Support : Industrial : AIRcable AIRmotes Programming Handbook : PART 5

PART 5: Security

• Pass Key or Pin Code
• Pairing
• Access Restriction
• Discoverable
• Unlock

PASS KEY or PIN CODE

The AIRmote system always requires to provide a pass code or PIN for the first time a connection is attablished. PIN codes are required for all incomming and outgoing connections. Authenticaton cannot be disabled.

There are 3 levels of response on PIN code requests depending on the configuration.

• unconfigured
  When the AIRmote is unconfigured, e.g. after a firmware upgrade and no config.txt and no AIRcable.bas program has been loaded the PIN code required to access the AIRmote is fixed at "1234".
• configured
  After config.txt is uploaded, the PIN code is the PIN code configured in config.txt. If the PIN code length in the config.txt file is zero, it will default to "1234" as well.
• programmed
  The BASIC program can also respond to PIN code requests. The application knows who is asking for the pass code and can respond accordingly. If a BASIC program responds to a PIN code request, the PIN code used is the result of the PIN_REQ interrupt routine of the BASIC program.

PAIRING

A correct PIN code response leads to a successful pairing. The pairing mechanism creates an access permission.

A successful pairing stores a unique link key on both partners. The link key is stored automatically as the pairing information for the two partners. Matching keys then allow the access to all wireless channels. This pairing data consists of the Bluetooth address of the partner and its calculated link key. Both have to match before access is granted. If for some reason the partner's link key is removed the pairing information does not match anymore and a new pairing must be established.

For added security the new pairing information will not be updated automatically. Thus, instead of asking for a PIN code again, the connection attempt will fail.

To reestablish pairing, the AIRmote pairing information can be deleted. There are two ways to delete pairing information: delete all stored pairing information or delete individual pairing information. A line containing the keyword @UNPAIR in the BASIC program will erase all pairing information. (just like @ERASE deletes the BASIC program).

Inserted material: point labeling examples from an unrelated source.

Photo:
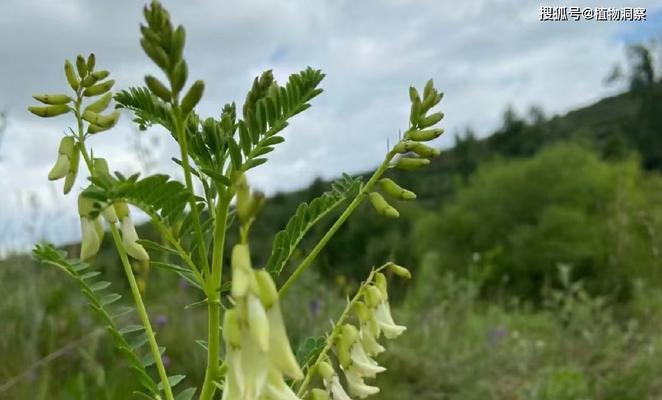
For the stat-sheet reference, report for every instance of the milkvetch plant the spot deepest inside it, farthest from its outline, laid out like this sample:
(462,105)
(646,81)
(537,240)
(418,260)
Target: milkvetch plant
(249,355)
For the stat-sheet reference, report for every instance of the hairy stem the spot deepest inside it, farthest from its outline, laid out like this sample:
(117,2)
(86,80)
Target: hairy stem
(301,268)
(213,298)
(137,297)
(142,313)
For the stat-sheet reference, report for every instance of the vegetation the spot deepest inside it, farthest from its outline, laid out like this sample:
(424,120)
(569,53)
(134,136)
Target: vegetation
(535,255)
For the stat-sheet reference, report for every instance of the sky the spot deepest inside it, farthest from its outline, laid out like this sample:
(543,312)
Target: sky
(485,55)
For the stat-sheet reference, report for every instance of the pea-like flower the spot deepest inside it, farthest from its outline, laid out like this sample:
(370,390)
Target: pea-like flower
(378,302)
(129,234)
(91,229)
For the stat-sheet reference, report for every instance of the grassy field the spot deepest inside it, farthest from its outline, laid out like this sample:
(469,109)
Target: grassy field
(457,345)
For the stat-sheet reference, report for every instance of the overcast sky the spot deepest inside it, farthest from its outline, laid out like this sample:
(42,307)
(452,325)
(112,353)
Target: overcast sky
(484,54)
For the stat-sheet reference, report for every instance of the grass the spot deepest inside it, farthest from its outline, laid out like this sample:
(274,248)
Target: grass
(458,346)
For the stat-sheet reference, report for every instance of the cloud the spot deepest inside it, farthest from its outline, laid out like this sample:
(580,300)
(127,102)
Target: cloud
(483,54)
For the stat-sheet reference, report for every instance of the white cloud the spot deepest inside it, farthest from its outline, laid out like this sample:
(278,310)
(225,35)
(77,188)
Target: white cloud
(483,54)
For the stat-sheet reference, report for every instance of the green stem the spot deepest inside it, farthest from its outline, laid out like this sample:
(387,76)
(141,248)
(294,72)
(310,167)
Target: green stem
(183,147)
(135,291)
(336,225)
(213,347)
(213,296)
(142,313)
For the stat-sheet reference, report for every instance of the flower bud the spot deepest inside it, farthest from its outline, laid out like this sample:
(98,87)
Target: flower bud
(86,206)
(319,394)
(394,190)
(156,53)
(71,75)
(179,76)
(91,62)
(81,66)
(425,151)
(88,81)
(430,120)
(399,271)
(192,97)
(158,88)
(102,121)
(49,111)
(98,89)
(429,87)
(62,164)
(382,284)
(373,296)
(382,207)
(410,164)
(413,94)
(52,99)
(415,112)
(178,42)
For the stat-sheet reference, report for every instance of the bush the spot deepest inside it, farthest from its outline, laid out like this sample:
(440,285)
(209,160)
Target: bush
(515,221)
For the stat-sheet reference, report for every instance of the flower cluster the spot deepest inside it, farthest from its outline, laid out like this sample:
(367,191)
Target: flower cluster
(356,347)
(258,355)
(92,229)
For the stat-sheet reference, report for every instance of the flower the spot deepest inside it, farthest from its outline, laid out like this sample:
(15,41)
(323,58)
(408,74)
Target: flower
(356,384)
(332,382)
(280,351)
(381,310)
(277,389)
(129,234)
(91,241)
(258,350)
(63,162)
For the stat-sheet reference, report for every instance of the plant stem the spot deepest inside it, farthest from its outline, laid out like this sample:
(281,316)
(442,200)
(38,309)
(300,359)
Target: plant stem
(186,167)
(213,298)
(135,291)
(336,225)
(142,313)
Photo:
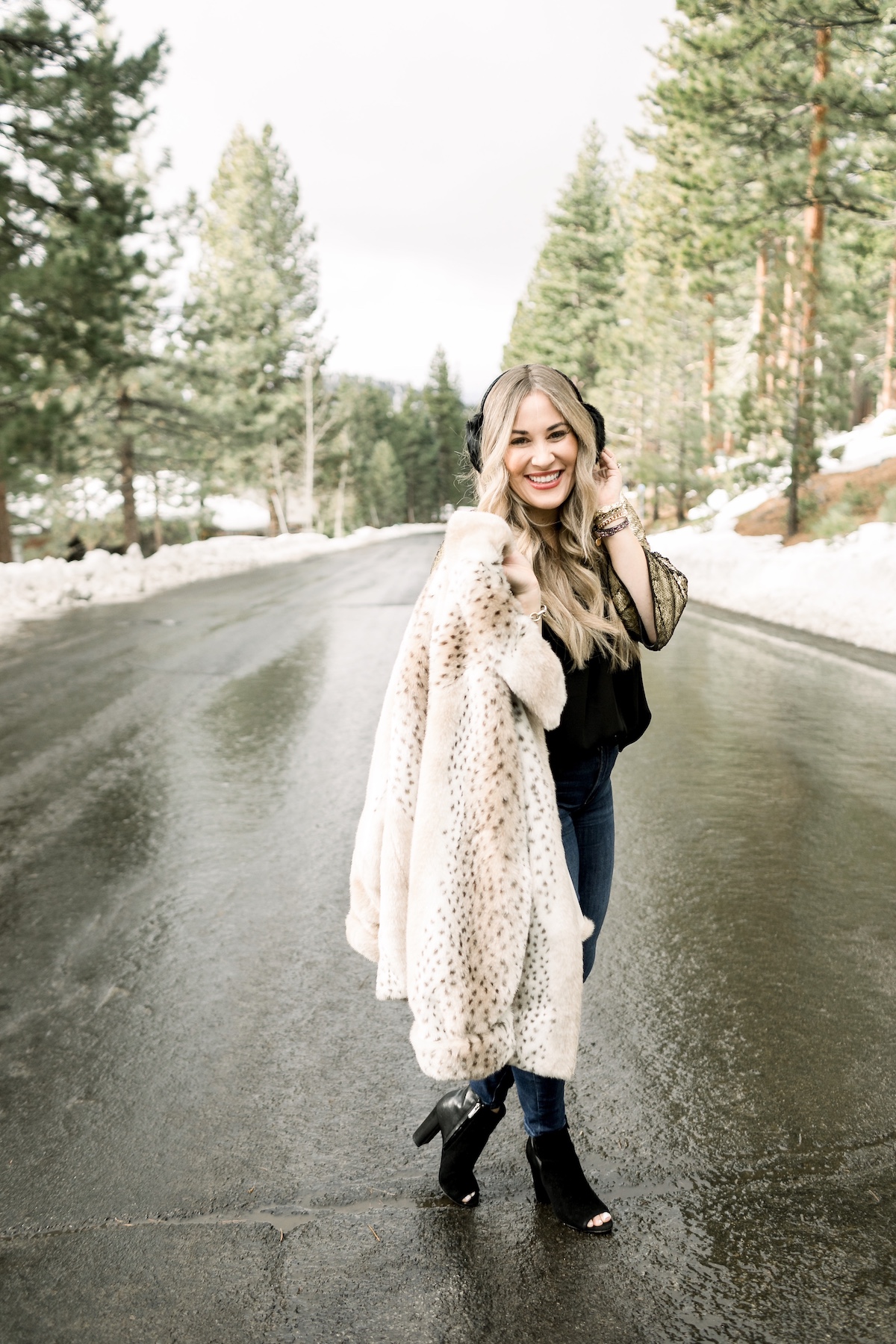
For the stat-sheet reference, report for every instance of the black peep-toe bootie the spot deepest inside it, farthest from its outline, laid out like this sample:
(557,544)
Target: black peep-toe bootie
(467,1124)
(559,1182)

The first device paired with is the default device. The pairing information of the default device can only be removed by deleting all pairing infirmation. The AIRmote can store pairing information of 8 other Bluetooth devices. If more pairing is added the oldest pairing information is deleted. Paired devices can be removed in the BASIC program via the build in function 'unpair bt_addr'. All pairing information is removed with 'unpair 0'. After removing the pairing information a connetion attempt will ask for a PIN code again.

ACCESS RESTRICTION

Access to the configuration files AIRcable.bas and config.txt in the file system can be restricted. If bit zero of the first entry in place @0006 is set to one, the two files are invisible. It is not longer possible to down or upload new configuration files.

Access to the file system service (Obex FTP) can be blocked completely. If bit 2 in the first entry is set to 1, the FTP service will not longer be avaliable. No files, and no configuration can be up or downloaded. The Obex FTP service is not longer available.

The service to exchange objects such as business cards, vNotes, messages etc. (Obex Object Push) can be disabled too. The AIRmote can not longer receive messages from other AIRmotes. Set bit 3 to 1.

See chapter UNLOCK for information about unlocking the AIRmote.

DISCOVERABLE

The AIRmote normally is discoverable. This means that other Bluetooth devices will be able to find the AIRmote. The AIRmote provides its name and the available services to anyone who can find it.

Using the function slave the BASIC program can control the discoverablility of the device. All profiles are affected by the mode even though only the slave function controls it.

By setting the number of seconds parameter to a negative number, the AIRmote will become undiscoverable for that amount of time. After that time the @IDLE function is called again where the slave function can decide to make the AIRcable discoverable again or not.

As long as an external device knows the Bluetooth address a connection can still be made. Whether or not the AIRmote is discoverable or not, it will still require a successful authentication to grand access.

UNLOCK

It may be necessary for several reasons to unlock the AIRmote once some of the security measures are implemented or to disable the execution of the BASIC program. Once you lost access to the configuration there is no way wirelessly to enable configuration again. Certainly a special BASIC program can reenable access again but that program must be installed already.

The only way to gain access again is to open the housing of the AIRcable Industrial. Inside the AIRcable is a security unlock pin. When this jumper is installed the effect is:

• The AIRmote is discoverable
• Obex FTP and Obex is enabled
• Access to both config files is enabled
• The BASIC interpreter is switched off
• Security PIN code is set to default "1234"

This way the configuration and the BASIC program can be updated. Once uploaded the AIRmote has to be switched off, the unlock jumper taken out and then switched on again. If the jumper stays in during reboot, the configuration and the BASIC program will be erased.